Monday, July 23, 2007

there is no illusion here

i wish there could be but there is no hint of it, even in my voice. my sadness now consumes me and I wish I could stop it but i can't.

i don't feel worthy of it and I wish I could I wish for a lot of things.

i wish I could distract myself from these things I don't even know WHY i'm sad. there is something in a good song that makes the teeth in the grin peek out just slightly. are you alone? are you actually or is it just a feeling?

i am nothing and i wish i couldn't feel this. but I can. it's a burden? a blessing? the curse, the love, the only thing i wish I could look for in you. ssso unrealistic. i can't help but hope for something more than what I am seeing.

Saturday, July 14, 2007

blackwood, there is no resistance now

I look back and realize I'm a pretentious fuck. hmm.
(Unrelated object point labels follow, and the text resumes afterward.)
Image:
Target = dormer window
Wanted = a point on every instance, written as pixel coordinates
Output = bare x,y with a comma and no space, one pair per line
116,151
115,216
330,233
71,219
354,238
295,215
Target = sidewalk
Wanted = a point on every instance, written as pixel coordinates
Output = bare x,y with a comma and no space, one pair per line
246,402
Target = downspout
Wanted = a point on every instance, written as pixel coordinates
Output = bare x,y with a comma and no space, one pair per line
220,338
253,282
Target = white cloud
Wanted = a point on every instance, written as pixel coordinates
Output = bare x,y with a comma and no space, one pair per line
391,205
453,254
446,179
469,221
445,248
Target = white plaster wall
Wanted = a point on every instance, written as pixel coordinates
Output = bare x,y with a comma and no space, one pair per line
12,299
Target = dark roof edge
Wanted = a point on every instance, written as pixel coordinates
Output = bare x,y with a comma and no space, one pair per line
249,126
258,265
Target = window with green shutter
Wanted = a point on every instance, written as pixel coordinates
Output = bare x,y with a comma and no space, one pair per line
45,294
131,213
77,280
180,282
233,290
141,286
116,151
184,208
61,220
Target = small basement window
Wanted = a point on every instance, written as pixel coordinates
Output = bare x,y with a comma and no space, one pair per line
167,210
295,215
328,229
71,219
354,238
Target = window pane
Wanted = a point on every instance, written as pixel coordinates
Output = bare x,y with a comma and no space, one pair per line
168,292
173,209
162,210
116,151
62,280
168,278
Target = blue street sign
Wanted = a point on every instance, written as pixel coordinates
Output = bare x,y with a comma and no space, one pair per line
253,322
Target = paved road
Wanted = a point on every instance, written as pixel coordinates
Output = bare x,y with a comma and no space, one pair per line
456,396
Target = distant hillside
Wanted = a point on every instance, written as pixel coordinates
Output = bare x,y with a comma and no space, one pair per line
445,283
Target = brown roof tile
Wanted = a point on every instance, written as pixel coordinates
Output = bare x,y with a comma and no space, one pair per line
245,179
felt oddly like home or something and repeating the same miakes and the words flow together i recall t feelings when I read the words

i'm not that hard to decode try me try me
well if you know me anyway do you?

this is piracy it's privacy and it's all I asked for really i feel wretched and cold and i can't even comprehend what i'm typing and it's scaring me a little bit and I wish I knew what I was saying and I'm freaking out xadjkkdkjgt

i still feel like there is no escape from my mind. oh help me something someone? why do I keep asking this if no one will respond or care?

i still don't know what's happening.